A senior member of Russia’s defense and security committee told Russian TV that Norway has been added to the list of potential targets for a nuclear strike after Norway agreed to host 330 U.S. Marines for a rotational training deployment.
Norway has allowed other NATO militaries to use its country for cold weather training for years.
The Marines rotating into Norway are expected to stay at Værnes, an area 600 miles from the border with Russia.
A deputy chairman of Russia’s defense and security committee made the threats, saying, “How should we react to this? We have never before had Norway on the list of targets for our strategic weapons. But if this develops, Norway’s population will suffer.”
He later said, “Because we need to react against definitive military threats. And we have things to react to, I might as well tell it like it is.”
It’s not clear how the Marines provide a definitive military threat to Russia. While significant U.S. hardware is cached within Norway, the 330 Marines would have to invade through famously neutral Sweden to use a 700-mile route. Going around would add on hundreds of miles of travel distance and logistics problems.
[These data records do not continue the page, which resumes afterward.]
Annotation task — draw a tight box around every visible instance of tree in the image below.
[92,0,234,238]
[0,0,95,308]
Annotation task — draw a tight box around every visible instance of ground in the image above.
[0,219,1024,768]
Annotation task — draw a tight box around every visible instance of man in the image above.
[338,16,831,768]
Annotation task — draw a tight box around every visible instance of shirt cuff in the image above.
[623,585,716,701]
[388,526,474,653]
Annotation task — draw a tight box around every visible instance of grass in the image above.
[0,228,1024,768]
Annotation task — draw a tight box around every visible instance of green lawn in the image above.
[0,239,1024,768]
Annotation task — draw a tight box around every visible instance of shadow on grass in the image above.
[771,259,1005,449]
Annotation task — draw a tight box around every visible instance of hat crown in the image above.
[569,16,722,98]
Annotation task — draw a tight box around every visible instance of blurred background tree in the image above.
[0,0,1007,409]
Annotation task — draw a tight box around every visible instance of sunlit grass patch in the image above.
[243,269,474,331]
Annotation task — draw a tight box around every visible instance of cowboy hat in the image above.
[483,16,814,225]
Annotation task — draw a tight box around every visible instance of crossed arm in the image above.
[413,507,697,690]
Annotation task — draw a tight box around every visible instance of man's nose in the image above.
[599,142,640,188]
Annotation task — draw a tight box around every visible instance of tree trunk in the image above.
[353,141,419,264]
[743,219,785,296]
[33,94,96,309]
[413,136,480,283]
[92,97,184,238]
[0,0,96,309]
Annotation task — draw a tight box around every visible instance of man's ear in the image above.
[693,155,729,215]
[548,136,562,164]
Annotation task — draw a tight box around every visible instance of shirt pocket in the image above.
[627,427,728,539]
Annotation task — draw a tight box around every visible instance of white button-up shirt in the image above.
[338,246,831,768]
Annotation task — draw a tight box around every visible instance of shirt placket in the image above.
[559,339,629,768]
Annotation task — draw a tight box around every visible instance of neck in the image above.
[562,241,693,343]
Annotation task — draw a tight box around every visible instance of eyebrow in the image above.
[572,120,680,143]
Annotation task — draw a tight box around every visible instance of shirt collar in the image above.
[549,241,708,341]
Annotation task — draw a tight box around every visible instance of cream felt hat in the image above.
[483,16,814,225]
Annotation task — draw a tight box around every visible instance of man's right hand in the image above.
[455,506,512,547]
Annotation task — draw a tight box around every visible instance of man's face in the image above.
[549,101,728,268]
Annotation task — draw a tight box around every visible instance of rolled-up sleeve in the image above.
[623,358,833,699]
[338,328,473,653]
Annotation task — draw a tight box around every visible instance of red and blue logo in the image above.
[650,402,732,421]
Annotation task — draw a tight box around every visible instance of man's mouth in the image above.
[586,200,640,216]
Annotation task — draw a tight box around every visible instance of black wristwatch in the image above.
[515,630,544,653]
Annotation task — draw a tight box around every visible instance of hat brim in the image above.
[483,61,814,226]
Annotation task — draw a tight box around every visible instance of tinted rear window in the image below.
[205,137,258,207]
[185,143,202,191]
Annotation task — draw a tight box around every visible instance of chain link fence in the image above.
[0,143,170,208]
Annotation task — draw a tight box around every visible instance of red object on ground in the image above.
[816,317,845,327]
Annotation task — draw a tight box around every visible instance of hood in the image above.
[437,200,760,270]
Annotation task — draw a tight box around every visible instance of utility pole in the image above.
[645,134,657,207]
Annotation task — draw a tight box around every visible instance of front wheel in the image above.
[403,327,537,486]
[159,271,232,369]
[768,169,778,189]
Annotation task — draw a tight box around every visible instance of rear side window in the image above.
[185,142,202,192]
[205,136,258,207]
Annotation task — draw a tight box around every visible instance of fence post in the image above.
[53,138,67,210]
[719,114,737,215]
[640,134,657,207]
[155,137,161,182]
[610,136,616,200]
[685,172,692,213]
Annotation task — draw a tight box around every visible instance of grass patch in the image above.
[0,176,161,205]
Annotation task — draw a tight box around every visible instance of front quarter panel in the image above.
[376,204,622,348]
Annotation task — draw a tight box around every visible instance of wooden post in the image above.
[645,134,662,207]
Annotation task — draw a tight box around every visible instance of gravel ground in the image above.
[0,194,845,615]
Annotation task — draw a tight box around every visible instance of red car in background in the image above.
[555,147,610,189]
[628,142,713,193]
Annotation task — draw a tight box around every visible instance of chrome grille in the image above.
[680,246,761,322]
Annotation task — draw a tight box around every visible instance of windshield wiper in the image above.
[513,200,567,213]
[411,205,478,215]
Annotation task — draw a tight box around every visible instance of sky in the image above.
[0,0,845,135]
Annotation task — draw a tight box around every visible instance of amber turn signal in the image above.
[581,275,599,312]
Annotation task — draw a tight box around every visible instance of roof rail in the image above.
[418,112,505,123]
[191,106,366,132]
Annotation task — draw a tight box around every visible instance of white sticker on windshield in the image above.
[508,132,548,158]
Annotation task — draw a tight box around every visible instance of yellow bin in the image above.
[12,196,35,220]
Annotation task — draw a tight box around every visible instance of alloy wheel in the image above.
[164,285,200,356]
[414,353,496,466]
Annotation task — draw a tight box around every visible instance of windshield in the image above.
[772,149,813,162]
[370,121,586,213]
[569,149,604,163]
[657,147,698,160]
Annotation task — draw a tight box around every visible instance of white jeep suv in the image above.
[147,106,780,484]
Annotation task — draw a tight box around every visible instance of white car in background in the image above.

And even Marines would struggle if they took on the Russian military in such small numbers.
Meanwhile, the U.S. already has troops permanently stationed in Germany, which is about the same distance from Russia, as well as service members on training rotations in Estonia, Latvia, and Ukraine — all of which share a border with Russia.
The Air Force, meanwhile, has forces permanently deployed to Incirlik, Turkey, which is also much closer to Russia than Værnes.
So it’s doubtful that Russia’s bluster is really about countering a valid military threat. More likely, this is Russia protesting what it sees as its continuing isolation as more and more countries deepen their ties with NATO.
Norway, for its part, insists that the Russian reaction to a training rotation of Marines is ridiculous.
The country’s defense minister told journalists, “There is no objective reason for the Russians to react to this. But the Russians are reacting at the moment in the same way toward almost everything the NATO countries are doing.”
Tensions between Russia and NATO have been on the rise, partially due to conflicting agendas in Syria where the U.S. and Russia are both conducting air strikes. But the dispute also comes from disagreements over Russia’s invasion of Ukraine and threatening actions, such as the Russian abduction and jailing of an Estonian intelligence officer.